Quotations : Thomas Carlyle

1

       Can there be a more horrible object in existence than an eloquent man not speaking the truth?

2

      He who would write heroic poems should make his whole life a heroic poem.

3

      Literary men are … a perpetual priesthood.

4

      I came hither [Craigenputtoch] solely with the design to simplify my way of life and to secure the independence through which I could be enabled to remain true to myself.

5

      Clever men are good, but they are not the best.

6

      We are firm believers in the maxim that for all right judgment of any man or thing it is useful, nay, essential, to see his good qualities before pronouncing on his bad.

7

      How does the poet speak to men with power, but by being still more a man than they?

8

      A poet without love were a physical and metaphysical impossibility.

9

       My whinstone house my castle is;
    I have my own four walls.

10

     The greatest of faults, I should say, is to be conscious of none.

11

      There is no heroic poem in the world but is at bottom a biography, the life of a man; also it may be said, there is no life of a man, faithfully recorded, but is a heroic poem of its sort, rhymed or unrhymed.

12

      Silence is deep as Eternity, speech is shallow as Time.

13

      To the very last, he [Napoleon] had a kind of idea; that, namely, of la carrière ouverte aux talents,—the tools to him that can handle them.

14

      Blessed is the healthy nature; it is the coherent, sweetly co-operative, not incoherent, self-distracting, self-destructive one!

15

      The uttered part of a man’s life, let us always repeat, bears to the unuttered, unconscious part a small unknown proportion.

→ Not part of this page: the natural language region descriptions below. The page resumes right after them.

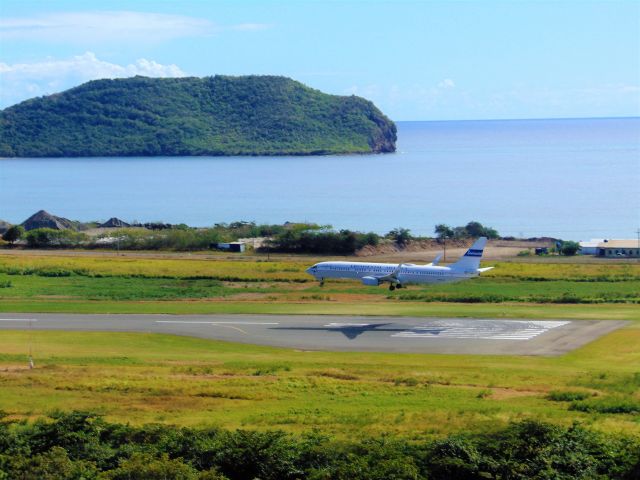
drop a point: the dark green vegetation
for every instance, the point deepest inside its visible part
(470, 230)
(80, 445)
(306, 238)
(221, 115)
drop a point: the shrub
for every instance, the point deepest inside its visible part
(608, 405)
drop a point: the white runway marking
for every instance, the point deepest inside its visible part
(217, 323)
(342, 325)
(482, 330)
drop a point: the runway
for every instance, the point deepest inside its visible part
(345, 333)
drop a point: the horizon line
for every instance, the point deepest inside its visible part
(614, 117)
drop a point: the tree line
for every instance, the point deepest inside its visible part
(288, 238)
(80, 445)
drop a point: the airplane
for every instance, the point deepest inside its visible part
(374, 274)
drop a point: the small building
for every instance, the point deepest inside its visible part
(114, 222)
(591, 247)
(231, 246)
(619, 249)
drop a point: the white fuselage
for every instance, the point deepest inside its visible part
(405, 274)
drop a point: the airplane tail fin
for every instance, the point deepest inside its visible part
(471, 260)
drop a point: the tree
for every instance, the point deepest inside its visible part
(569, 248)
(443, 231)
(14, 234)
(400, 235)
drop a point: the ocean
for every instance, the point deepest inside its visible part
(570, 178)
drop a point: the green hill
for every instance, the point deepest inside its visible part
(221, 115)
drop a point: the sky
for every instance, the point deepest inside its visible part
(416, 60)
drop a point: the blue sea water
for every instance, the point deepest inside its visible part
(573, 179)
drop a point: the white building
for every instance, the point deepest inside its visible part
(591, 247)
(619, 249)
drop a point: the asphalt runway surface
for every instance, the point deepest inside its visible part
(344, 333)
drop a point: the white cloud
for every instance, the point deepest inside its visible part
(25, 80)
(112, 26)
(446, 84)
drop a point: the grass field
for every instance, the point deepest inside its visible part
(146, 378)
(116, 284)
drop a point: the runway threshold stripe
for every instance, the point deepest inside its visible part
(216, 323)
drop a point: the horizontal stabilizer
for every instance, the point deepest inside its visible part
(435, 261)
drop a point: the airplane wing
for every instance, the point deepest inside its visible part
(435, 261)
(393, 276)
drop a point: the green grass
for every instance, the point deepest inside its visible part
(154, 378)
(159, 378)
(103, 284)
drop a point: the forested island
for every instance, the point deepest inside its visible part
(219, 115)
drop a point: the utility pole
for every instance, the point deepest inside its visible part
(31, 365)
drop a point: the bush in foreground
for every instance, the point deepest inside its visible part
(79, 445)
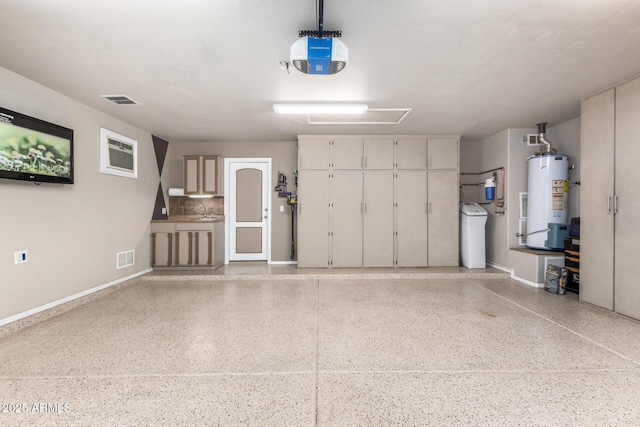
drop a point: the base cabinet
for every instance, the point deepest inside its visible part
(187, 244)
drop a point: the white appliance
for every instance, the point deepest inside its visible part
(473, 219)
(547, 196)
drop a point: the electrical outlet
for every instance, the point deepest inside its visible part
(20, 257)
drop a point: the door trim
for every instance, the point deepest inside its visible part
(228, 195)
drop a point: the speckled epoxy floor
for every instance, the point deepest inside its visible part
(271, 349)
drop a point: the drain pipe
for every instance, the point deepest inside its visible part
(542, 135)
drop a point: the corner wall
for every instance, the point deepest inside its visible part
(71, 232)
(507, 149)
(284, 159)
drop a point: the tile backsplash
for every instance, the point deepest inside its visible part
(179, 206)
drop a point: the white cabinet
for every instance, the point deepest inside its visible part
(347, 208)
(347, 153)
(442, 192)
(378, 153)
(368, 201)
(313, 218)
(314, 153)
(411, 153)
(610, 200)
(189, 244)
(596, 199)
(201, 175)
(627, 200)
(412, 221)
(378, 227)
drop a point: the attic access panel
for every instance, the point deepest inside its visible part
(382, 116)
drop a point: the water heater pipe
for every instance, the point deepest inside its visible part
(498, 202)
(542, 135)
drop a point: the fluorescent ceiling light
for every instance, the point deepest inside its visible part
(320, 108)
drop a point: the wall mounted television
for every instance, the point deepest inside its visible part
(34, 150)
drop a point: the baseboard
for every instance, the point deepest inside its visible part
(514, 277)
(500, 267)
(68, 299)
(527, 282)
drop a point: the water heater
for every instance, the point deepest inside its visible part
(547, 200)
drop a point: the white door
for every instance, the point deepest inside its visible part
(248, 217)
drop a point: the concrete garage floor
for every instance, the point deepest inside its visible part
(277, 346)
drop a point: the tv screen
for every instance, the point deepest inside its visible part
(34, 150)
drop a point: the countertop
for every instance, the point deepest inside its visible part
(187, 218)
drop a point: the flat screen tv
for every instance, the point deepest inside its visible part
(34, 150)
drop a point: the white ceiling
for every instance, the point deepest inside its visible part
(208, 70)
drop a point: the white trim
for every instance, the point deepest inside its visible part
(527, 282)
(513, 276)
(500, 267)
(227, 192)
(53, 304)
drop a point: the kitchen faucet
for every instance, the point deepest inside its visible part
(203, 215)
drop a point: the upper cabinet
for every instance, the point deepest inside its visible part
(442, 153)
(411, 153)
(347, 153)
(202, 175)
(314, 153)
(378, 153)
(427, 153)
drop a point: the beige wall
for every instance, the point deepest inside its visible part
(71, 232)
(284, 159)
(507, 149)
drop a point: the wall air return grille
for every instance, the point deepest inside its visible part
(118, 154)
(120, 99)
(125, 259)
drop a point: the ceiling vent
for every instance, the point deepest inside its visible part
(120, 99)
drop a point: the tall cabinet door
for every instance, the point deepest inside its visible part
(347, 153)
(314, 153)
(313, 218)
(627, 217)
(347, 208)
(378, 219)
(596, 200)
(411, 217)
(443, 221)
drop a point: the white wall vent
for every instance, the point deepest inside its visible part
(522, 232)
(118, 154)
(120, 99)
(125, 259)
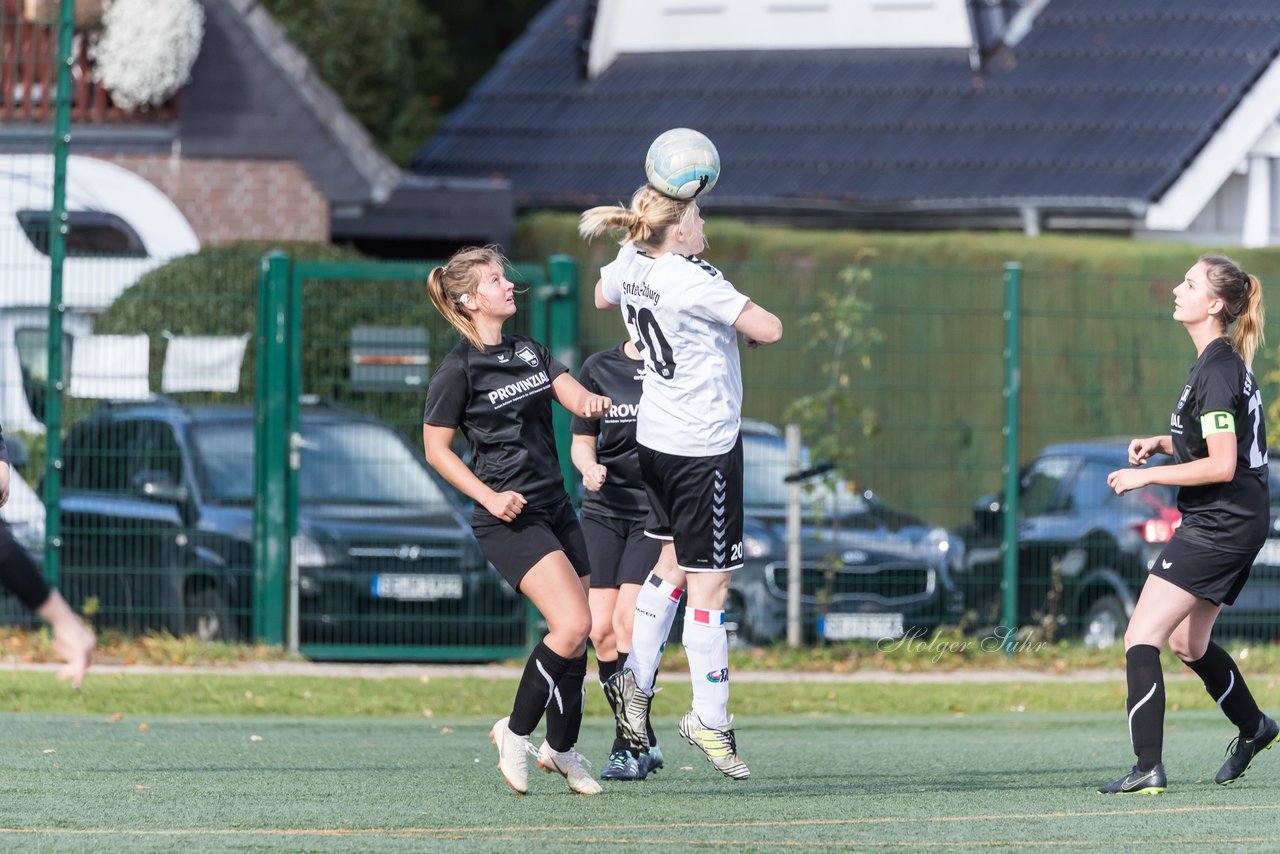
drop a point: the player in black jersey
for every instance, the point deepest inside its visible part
(615, 508)
(73, 640)
(1219, 442)
(498, 388)
(688, 318)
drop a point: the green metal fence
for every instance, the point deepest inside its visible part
(899, 375)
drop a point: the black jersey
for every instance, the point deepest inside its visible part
(502, 400)
(1232, 516)
(621, 378)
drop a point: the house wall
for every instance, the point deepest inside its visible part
(233, 200)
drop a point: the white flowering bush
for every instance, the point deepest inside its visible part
(147, 49)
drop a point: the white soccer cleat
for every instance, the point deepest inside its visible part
(512, 754)
(568, 765)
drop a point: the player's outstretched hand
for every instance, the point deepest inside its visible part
(506, 505)
(1127, 479)
(594, 478)
(73, 642)
(1141, 450)
(595, 405)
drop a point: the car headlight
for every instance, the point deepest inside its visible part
(30, 534)
(755, 547)
(307, 553)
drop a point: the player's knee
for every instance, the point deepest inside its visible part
(1185, 648)
(602, 636)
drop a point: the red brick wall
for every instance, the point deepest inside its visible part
(232, 200)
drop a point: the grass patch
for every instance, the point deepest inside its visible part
(240, 694)
(1013, 781)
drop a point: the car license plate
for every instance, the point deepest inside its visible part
(860, 626)
(417, 588)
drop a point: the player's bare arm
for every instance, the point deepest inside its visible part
(758, 327)
(583, 453)
(1142, 450)
(439, 455)
(579, 401)
(1219, 466)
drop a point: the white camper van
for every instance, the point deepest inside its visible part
(120, 227)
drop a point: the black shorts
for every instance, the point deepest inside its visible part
(620, 551)
(1208, 572)
(515, 547)
(698, 503)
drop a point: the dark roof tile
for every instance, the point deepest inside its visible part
(1104, 99)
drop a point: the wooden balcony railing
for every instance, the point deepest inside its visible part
(28, 76)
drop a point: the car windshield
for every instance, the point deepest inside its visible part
(348, 462)
(764, 469)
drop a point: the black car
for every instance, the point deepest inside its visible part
(158, 529)
(867, 570)
(1083, 552)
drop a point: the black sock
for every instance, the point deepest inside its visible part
(565, 712)
(1224, 683)
(1146, 704)
(543, 670)
(19, 574)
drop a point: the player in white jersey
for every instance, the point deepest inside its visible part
(685, 318)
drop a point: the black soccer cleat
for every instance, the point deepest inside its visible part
(1242, 750)
(1138, 782)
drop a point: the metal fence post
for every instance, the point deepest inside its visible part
(270, 439)
(1013, 391)
(561, 329)
(795, 580)
(58, 229)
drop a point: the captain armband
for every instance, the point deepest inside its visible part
(1214, 423)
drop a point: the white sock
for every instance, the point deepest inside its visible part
(656, 611)
(707, 647)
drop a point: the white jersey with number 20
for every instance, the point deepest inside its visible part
(680, 313)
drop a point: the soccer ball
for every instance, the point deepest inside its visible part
(682, 164)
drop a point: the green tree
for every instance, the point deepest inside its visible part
(832, 420)
(391, 63)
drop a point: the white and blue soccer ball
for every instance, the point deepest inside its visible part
(682, 164)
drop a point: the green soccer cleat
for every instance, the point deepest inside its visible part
(632, 708)
(621, 766)
(720, 745)
(1242, 750)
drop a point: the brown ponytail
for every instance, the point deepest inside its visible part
(645, 223)
(1242, 304)
(449, 284)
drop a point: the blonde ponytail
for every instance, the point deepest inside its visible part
(449, 284)
(1242, 302)
(1248, 337)
(645, 223)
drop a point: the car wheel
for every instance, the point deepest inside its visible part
(208, 616)
(1104, 622)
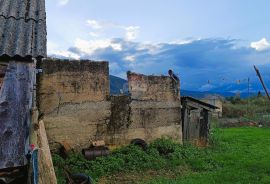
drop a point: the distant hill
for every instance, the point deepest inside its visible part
(117, 84)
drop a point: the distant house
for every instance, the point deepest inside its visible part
(196, 120)
(215, 100)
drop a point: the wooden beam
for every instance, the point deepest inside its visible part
(46, 169)
(15, 115)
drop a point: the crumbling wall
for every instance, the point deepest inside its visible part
(2, 74)
(153, 110)
(73, 98)
(153, 88)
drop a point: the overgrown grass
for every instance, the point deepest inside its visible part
(252, 108)
(236, 155)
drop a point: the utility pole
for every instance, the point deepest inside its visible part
(260, 77)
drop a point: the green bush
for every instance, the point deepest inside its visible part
(161, 154)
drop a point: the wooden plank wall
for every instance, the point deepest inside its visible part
(15, 114)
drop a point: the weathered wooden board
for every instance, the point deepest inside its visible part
(46, 169)
(15, 114)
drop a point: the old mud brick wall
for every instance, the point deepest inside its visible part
(72, 97)
(154, 110)
(2, 74)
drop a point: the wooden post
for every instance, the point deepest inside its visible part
(15, 116)
(261, 79)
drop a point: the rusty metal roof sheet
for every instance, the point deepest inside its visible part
(23, 9)
(23, 28)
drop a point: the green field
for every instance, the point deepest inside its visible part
(236, 155)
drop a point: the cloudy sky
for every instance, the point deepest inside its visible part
(209, 44)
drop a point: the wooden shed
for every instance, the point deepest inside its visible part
(196, 120)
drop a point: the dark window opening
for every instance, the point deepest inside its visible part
(2, 74)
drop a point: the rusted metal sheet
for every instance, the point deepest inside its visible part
(15, 114)
(23, 9)
(22, 29)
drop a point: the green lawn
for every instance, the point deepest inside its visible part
(236, 155)
(241, 155)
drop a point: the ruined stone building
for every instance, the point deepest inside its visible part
(22, 43)
(74, 98)
(52, 103)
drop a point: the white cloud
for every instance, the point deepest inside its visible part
(206, 87)
(112, 29)
(63, 2)
(89, 47)
(94, 24)
(130, 58)
(260, 45)
(132, 32)
(94, 34)
(55, 50)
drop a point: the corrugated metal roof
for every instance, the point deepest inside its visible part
(23, 9)
(23, 28)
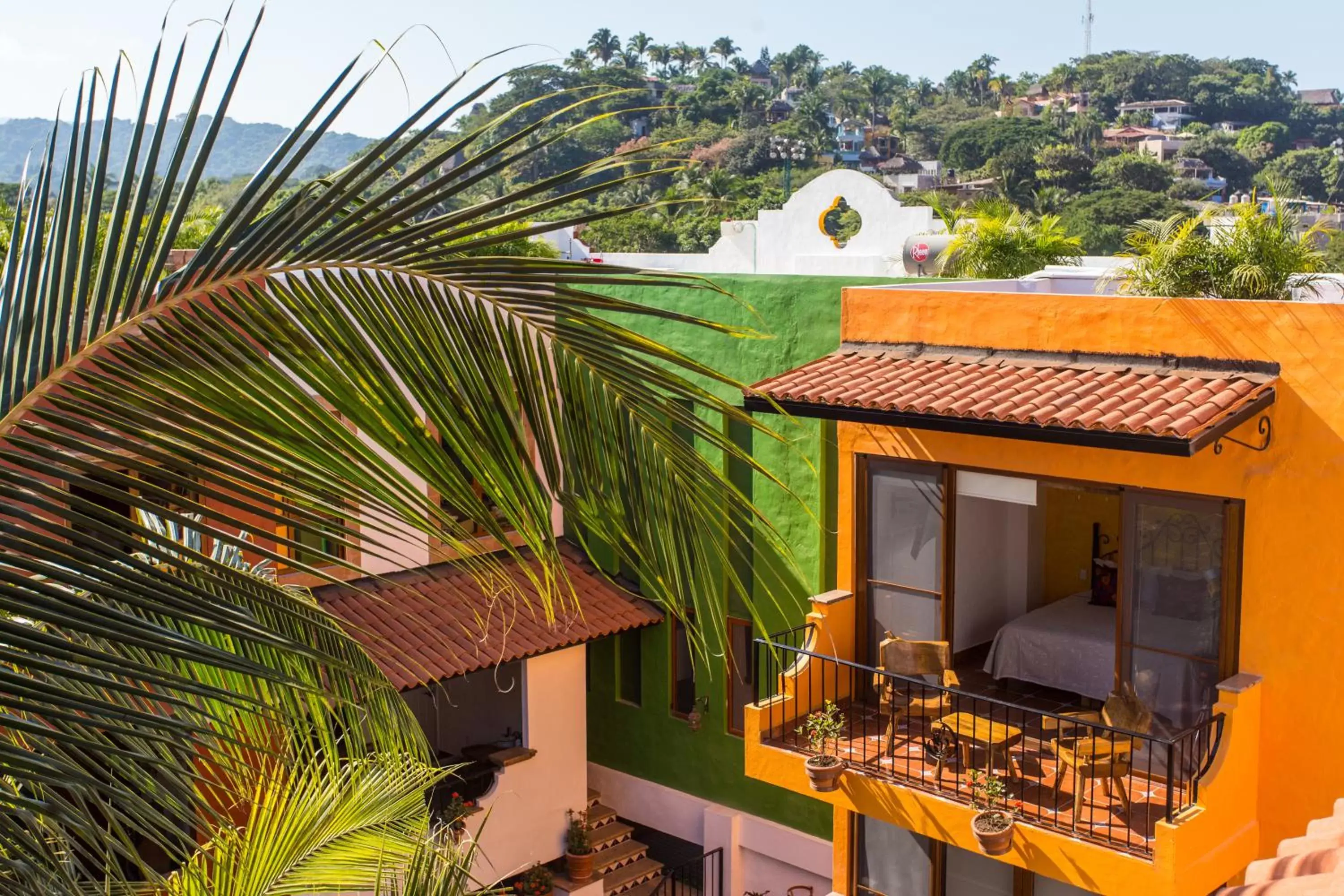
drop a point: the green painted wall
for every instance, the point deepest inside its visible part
(803, 318)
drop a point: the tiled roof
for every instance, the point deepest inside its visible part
(1137, 397)
(436, 622)
(1327, 97)
(1311, 864)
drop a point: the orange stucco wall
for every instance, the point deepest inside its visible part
(1292, 620)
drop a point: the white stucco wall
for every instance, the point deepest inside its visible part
(791, 241)
(523, 818)
(758, 855)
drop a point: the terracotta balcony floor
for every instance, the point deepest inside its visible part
(1101, 816)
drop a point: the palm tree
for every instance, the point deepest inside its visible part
(640, 43)
(604, 45)
(659, 54)
(1000, 241)
(724, 49)
(324, 827)
(578, 61)
(1085, 131)
(748, 97)
(924, 92)
(1238, 253)
(683, 56)
(785, 65)
(982, 70)
(629, 60)
(878, 84)
(328, 357)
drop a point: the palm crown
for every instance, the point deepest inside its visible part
(330, 353)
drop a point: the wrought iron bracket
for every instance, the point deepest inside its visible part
(1262, 426)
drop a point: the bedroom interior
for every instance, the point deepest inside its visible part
(1038, 590)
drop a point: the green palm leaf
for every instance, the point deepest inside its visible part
(300, 378)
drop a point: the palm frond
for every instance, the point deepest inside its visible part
(330, 362)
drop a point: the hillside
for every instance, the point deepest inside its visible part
(241, 148)
(1065, 142)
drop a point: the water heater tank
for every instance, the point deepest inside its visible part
(921, 254)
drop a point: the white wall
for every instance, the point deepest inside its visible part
(758, 855)
(523, 814)
(789, 240)
(992, 566)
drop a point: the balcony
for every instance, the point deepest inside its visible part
(1117, 786)
(1175, 812)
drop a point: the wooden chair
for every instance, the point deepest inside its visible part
(913, 659)
(1086, 754)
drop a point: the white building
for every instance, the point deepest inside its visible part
(792, 241)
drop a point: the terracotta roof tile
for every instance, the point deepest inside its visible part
(437, 621)
(1038, 390)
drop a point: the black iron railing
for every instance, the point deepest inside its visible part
(702, 876)
(1066, 771)
(795, 638)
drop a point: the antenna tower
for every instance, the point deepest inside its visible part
(1088, 21)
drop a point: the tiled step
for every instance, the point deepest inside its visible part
(1318, 863)
(1324, 827)
(631, 876)
(623, 853)
(600, 814)
(1297, 845)
(609, 835)
(646, 888)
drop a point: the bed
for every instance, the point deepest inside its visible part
(1069, 644)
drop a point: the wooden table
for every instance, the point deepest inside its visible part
(996, 738)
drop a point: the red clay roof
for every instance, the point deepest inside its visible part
(1162, 397)
(436, 622)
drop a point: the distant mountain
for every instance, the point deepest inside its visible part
(240, 148)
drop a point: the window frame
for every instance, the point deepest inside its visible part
(674, 624)
(621, 640)
(730, 663)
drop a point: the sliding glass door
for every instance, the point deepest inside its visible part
(1178, 601)
(890, 860)
(906, 517)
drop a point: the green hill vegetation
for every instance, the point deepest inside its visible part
(721, 109)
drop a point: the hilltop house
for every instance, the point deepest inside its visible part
(1166, 115)
(1084, 558)
(1326, 99)
(1131, 135)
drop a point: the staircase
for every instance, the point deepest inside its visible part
(620, 862)
(1312, 864)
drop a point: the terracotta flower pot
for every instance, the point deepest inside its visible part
(824, 773)
(580, 867)
(994, 831)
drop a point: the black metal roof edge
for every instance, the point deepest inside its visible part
(1234, 420)
(1146, 444)
(1171, 362)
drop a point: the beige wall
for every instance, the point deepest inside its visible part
(523, 818)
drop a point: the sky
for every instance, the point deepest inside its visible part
(45, 45)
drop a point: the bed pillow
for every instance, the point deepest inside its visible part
(1104, 583)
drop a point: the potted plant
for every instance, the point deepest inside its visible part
(820, 727)
(578, 848)
(992, 825)
(456, 813)
(535, 882)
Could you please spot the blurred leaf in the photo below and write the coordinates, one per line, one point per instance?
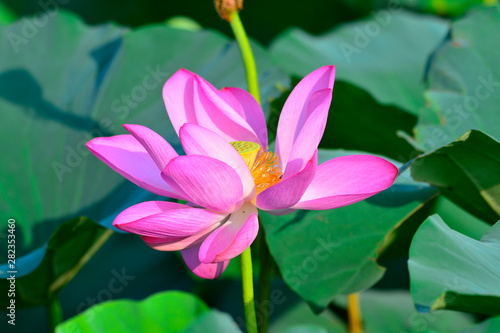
(300, 316)
(443, 7)
(464, 82)
(338, 248)
(386, 311)
(452, 271)
(172, 311)
(184, 23)
(213, 321)
(491, 325)
(69, 248)
(460, 220)
(68, 83)
(467, 172)
(305, 329)
(7, 16)
(385, 55)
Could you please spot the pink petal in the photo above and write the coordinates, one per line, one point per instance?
(311, 133)
(125, 155)
(205, 181)
(288, 192)
(297, 109)
(179, 243)
(242, 241)
(206, 271)
(190, 99)
(221, 239)
(247, 107)
(346, 180)
(197, 140)
(160, 150)
(166, 220)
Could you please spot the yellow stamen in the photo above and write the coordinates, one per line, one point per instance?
(263, 164)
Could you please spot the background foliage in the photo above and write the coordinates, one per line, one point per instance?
(417, 82)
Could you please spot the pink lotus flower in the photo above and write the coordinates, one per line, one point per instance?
(227, 174)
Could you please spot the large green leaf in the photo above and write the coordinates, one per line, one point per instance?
(464, 82)
(6, 14)
(322, 254)
(173, 312)
(385, 54)
(382, 311)
(69, 248)
(67, 83)
(350, 130)
(450, 270)
(467, 171)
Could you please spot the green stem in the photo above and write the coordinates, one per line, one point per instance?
(266, 266)
(246, 54)
(248, 298)
(54, 313)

He himself never knows it, much less do others.

16

      Literature is the Thought of thinking Souls.

17

       Lord Bacon could as easily have created the planets as he could have written Hamlet.

18

      The eye of the intellect "sees in all objects what it brought with it the means of seeing."

19

      Love is ever the beginning of Knowledge as fire is of light.

20

      Music is well said to be the speech of angels.

21

      A mystic bond of brotherhood makes all men one.

22

      Everywhere the human soul stands between a hemisphere of light and another of darkness on the confines of two everlasting hostile empires,—Necessity and Free Will.

23

      He that works and does some Poem, not he that merely says one, is worthy of the name of Poet.

24

      The Public is an old woman. Let her maunder and mumble.

25

      It is now almost my sole rule of life to clear myself of cants and formulas, as of poisonous Nessus shirts.

26

      There is endless merit in a man’s knowing when to have done.

27

      History is the essence of innumerable biographies.

28

      The barrenest of all mortals is the sentimentalist.

29

      A loving heart is the beginning of all knowledge.

30

      Even in the meanest sorts of Labor, the whole soul of a man is composed into a kind of real harmony the instant he sets himself to work.

31

      Every noble crown is, and on earth will forever be, a crown of thorns.

32

      Respectable Professors of the Dismal Science.

33

      A healthy hatred of scoundrels.

34

      Nature admits no lie.

35

      A Parliament speaking through reporters to Buncombe and the twenty-seven millions, mostly fools.

36

      The fine arts once divorcing themselves from truth are quite certain to fall mad, if they do not die.

37

      Genius … means the transcendent capacity of taking trouble.

38

      Happy the people whose annals are blank in history-books.

39

       The Press is the Fourth Estate of the realm.

40

      What you see, yet can not see over, is as good as infinite.

41

      Alas the fearful Unbelief is unbelief in yourself.

42

      As the Swiss inscription says: Sprechen ist silbern, Schweigen ist golden,—"Speech is silvern, Silence is golden;" or, as I might rather express it, Speech is of Time, Silence is of Eternity.

43

      In books lies the soul of the whole Past Time: the articulate audible voice of the Past, when the body and material substance of it has altogether vanished like a dream.

44

      The true University of these days is a Collection of Books.

45

      One life,—a little gleam of time between two Eternities.

46

      Adversity is sometimes hard upon a man; but for one man who can stand prosperity there are a hundred that will stand adversity.